Così lo storico nettunese G. Brovelli Soffredini a pag. 187 del suo libro Neptunia.
Erano quattro i velieri turchi all'ancora, ma non un rumore o una voce proveniva dalle loro ciurme; anche a Nettuno il silenzio era assoluto: la paura aveva tarpato la bocca a tutti.
Non un colpo di remi o voce di pescatore, non incitamenti o canti di contadini nelle campagne abbandonate. Di tanto in tanto si udiva lo starnazzare di galline, un raglio o un latrato, ma niente più; quel 12 giugno fu per gli animali un giorno come gli altri, perché a dar fastidio alle povere bestie son quasi sempre e soltanto gli uomini! Questi, invece, erano afflitti quel giorno da pensieri più gravi, da preoccupazioni tremende.
Per timore del peggio, uomini e donne avevano provveduto - non si sa mai! - a cucire nei risvolti e nelle pieghe dei vestiti i quattro bajocchi, alcune spille d'oro e qualche catenina acquistata dopo diversi anni di risparmio; avevano sotterrato in cantina o in un angolo della stalla fagotti e sacchetti ripieni di coperte, di lenzuola, di farina, di fagioli e di granturco. Nel far questo non avevano dimenticato di difendere quanto nascosto mettendo in bella mostra pezzi di lardo e pancetta di maiale, ben sapendo che per i seguaci di Maometto dire maiale è come, dire diavolo. Il seguace del Profeta che avesse osato toccare la carne di maiale non sarebbe mai entrato nel fiabesco paradiso di Allah, ricco di deliziose ghiottonerie e rallegrato dalle sempre giovani Uri.
Le operazioni di occultamento venivano eseguite alla svelta e nel più assoluto silenzio; persino i fanciulletti se ne stavano zitti zitti negli angoli ad osservare, le boccucce e gli occhi spalancati, lo strano armeggiare dei loro parenti. Nei loro visetti impauriti si rifletteva la paura dei loro genitori: un bimbo ha timore dei malvagi, ma ha terrore della paura dei propri genitori!

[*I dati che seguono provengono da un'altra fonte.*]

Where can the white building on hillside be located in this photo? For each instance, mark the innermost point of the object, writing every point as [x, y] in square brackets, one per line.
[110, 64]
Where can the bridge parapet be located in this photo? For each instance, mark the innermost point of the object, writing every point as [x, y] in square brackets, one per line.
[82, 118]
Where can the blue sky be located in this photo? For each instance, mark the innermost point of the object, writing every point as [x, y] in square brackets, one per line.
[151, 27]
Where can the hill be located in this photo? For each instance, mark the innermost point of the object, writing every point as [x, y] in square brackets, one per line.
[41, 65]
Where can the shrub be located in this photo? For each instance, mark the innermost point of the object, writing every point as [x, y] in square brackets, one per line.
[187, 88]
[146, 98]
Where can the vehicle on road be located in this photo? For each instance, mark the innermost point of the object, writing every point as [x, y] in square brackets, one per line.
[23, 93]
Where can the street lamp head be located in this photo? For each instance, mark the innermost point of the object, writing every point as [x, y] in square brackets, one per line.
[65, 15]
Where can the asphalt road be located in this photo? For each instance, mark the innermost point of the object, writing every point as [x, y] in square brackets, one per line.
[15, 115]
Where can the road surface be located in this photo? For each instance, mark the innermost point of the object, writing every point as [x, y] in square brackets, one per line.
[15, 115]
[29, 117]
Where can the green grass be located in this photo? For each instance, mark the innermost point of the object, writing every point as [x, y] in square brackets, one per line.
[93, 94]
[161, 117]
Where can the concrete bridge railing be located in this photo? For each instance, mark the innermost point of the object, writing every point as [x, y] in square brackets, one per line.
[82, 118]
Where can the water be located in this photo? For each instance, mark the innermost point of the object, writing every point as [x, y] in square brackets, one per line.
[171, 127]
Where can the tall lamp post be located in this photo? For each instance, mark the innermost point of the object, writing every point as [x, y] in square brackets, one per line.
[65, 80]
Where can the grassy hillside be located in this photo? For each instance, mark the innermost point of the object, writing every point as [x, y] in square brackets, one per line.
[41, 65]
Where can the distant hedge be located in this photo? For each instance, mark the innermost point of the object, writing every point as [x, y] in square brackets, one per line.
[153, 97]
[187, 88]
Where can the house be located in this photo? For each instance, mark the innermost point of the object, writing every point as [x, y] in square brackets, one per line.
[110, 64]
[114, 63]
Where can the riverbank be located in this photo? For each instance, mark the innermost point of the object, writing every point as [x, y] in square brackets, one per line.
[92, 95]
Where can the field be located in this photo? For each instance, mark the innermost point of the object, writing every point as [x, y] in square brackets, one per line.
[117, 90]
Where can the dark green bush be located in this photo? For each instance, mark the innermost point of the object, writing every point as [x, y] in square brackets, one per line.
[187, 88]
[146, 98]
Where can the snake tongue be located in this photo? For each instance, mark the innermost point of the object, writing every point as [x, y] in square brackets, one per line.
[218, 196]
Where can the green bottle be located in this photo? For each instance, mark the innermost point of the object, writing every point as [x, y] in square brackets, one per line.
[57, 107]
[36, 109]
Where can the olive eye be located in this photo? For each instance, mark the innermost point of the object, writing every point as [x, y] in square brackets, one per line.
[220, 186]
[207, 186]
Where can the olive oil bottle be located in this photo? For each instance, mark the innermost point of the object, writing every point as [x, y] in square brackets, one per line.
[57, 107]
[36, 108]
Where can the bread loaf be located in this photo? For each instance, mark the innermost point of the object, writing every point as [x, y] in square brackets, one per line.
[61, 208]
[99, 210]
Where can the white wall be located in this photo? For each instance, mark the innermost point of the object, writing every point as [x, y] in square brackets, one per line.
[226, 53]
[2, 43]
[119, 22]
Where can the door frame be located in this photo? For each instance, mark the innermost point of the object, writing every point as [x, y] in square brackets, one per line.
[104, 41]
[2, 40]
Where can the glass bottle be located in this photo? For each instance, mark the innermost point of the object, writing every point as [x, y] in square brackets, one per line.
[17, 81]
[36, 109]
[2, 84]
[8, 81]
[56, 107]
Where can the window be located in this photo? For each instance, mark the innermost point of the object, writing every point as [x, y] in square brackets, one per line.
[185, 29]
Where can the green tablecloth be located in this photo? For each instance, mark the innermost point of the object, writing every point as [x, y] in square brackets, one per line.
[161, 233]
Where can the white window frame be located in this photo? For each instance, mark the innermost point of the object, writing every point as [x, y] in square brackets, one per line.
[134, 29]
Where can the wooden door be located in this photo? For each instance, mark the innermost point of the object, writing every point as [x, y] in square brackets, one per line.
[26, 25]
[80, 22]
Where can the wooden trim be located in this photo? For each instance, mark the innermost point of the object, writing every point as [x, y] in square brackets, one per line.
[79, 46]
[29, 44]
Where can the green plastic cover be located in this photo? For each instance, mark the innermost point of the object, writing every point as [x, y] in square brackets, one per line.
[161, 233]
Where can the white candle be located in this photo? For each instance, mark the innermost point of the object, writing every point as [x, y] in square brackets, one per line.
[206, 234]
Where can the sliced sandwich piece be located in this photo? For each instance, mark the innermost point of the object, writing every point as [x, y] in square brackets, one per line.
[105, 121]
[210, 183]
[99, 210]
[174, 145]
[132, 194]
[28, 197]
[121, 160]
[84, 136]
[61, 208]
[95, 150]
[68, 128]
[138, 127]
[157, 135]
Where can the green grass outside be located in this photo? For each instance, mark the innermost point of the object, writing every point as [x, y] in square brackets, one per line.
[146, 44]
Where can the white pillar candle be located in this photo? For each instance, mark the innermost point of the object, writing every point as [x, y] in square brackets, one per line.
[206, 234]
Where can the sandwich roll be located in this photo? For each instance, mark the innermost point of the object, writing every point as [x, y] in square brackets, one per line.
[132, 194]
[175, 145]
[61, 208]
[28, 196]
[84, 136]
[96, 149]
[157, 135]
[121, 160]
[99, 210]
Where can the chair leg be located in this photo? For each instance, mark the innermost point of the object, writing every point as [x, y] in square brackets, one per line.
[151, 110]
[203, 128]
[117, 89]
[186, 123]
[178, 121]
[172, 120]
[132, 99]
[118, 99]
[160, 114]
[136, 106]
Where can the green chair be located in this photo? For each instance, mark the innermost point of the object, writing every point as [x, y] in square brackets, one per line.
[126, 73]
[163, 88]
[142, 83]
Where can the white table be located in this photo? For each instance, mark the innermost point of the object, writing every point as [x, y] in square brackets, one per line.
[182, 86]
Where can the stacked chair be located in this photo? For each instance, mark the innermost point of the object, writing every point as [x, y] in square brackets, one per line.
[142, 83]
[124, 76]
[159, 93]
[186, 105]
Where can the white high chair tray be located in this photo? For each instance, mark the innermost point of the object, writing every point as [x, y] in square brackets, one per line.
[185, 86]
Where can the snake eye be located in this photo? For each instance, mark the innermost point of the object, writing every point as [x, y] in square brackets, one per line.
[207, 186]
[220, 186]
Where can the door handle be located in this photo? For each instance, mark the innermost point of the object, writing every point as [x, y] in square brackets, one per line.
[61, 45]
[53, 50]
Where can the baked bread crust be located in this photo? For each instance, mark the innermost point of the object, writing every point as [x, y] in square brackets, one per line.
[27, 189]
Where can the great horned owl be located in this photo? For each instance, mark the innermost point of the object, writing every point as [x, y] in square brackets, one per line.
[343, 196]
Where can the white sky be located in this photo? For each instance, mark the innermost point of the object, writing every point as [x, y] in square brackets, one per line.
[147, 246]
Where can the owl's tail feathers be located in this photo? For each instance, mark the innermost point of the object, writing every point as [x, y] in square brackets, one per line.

A vespero le campane suonarono come sempre per richiamare i fedeli alla preghiera. Quella sera in chiesa ci andarono tutti: le donne per lodevole abitudine, gli uomini, oltre che per raccomandarsi a Dio, anche per sentire eventuali novità da don Alessandro.
A quei tempi nei paesi si viveva in modo corale: gioie e dolori erano un po' di tutti: non c'era donna che non accorresse e che non si preoccupasse di una partoriente; non c'era famiglia che non si rallegrasse con i parenti di un neonato o che non piangesse per la morte di un paesano. Non c'erano nozze cui non partecipassero in modo diretto ed indiretto gli abitanti del borgo; le disgrazie addoloravano tutti e le feste rallegravano tutti.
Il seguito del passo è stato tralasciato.